As he endured his staff’s disrespect and insubordination, relations reached the point of no return, when they beat him for giving a latecomer a dressing down.

“I left the restaurant in an ambulance and was admitted to Kalafong Hospital in Atteridgeville Township, where I was kept under observation for the night,” he recalls. “I opened a case of assault with the police and three of them were arrested. When I started receiving threatening telephone calls from people I did not know, I resigned from the position and abandoned the case.”

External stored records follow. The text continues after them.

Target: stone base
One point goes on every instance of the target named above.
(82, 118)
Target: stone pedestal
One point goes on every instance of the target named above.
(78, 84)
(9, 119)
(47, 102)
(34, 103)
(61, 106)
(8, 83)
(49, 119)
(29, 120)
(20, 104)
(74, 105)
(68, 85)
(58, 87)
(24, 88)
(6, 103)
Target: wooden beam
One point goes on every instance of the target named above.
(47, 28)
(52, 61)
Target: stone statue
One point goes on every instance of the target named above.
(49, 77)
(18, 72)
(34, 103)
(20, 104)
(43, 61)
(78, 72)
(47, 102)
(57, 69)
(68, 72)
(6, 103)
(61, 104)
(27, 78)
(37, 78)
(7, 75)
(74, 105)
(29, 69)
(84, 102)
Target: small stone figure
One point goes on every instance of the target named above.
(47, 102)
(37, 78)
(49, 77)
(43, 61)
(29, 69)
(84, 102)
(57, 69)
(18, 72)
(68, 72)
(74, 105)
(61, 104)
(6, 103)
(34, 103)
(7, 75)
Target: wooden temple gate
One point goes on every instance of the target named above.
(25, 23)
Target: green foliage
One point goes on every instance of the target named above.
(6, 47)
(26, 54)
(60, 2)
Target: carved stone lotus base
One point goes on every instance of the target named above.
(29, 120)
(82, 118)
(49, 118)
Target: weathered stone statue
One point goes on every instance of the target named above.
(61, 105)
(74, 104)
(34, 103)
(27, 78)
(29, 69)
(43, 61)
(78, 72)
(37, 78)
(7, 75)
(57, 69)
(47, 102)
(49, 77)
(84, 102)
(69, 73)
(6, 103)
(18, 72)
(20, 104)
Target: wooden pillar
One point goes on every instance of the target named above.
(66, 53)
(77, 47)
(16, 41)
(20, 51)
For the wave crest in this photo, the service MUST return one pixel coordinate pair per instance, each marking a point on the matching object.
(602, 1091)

The attack on Birindwa left him disillusioned, defeated and in living in despair.

“I stayed at home for two years doing menial jobs again, because I was so traumatised by what happened to me.”

The cost of living and the responsibility of raising a family with three children under the age of ten, however forced Birindwa back to the formal job sector and the supervisor who trained him to become a manager, in search of a another position in the restaurant chain. Fortunately, Birindwa’s professionalism had stood him in good stead and soon enough, he was despatched to manage an outlet in another shopping centre.

For the United Nations High Commissioner for Refugees (UNHCR), the government’s pronouncements on the 60/40 South African/migrant employment ratio should be undertaken with a robust public education campaign to inform employers, employees and the general public that the right to work and study for recognised refugees is enshrined in the Refugees Act and spelt out in the Section 24 Permit. 

“As the Government has made it clear that foreign nationals are welcome in South Africa, it is incumbent upon them to ensure that its citizens understand this,” says Sharon Cooper, the Regional Representative of the UN Refugee Agency. “Efforts to promote tolerance and genuine social cohesion require strong government leadership and as UNHCR, we commit to be a part of those initiatives to the best of our ability. I’m also confident that many human rights advocates stand ready to work with the government in making social cohesion a living reality.”

This is welcome news for Birindwa, who hopes that comprehensive public education will be rolled out sooner than later.

 “The resentment against foreign nationals in general irrespective of one’s legal status in the country, persists and with the recent pronouncements by the Department of Home Affairs, is bound to intensify. Unfortunately, I and thousands of others will continue to live in fear, not knowing what to expect and when, even though our refugee permits clearly state that we have the right to work in South Africa.”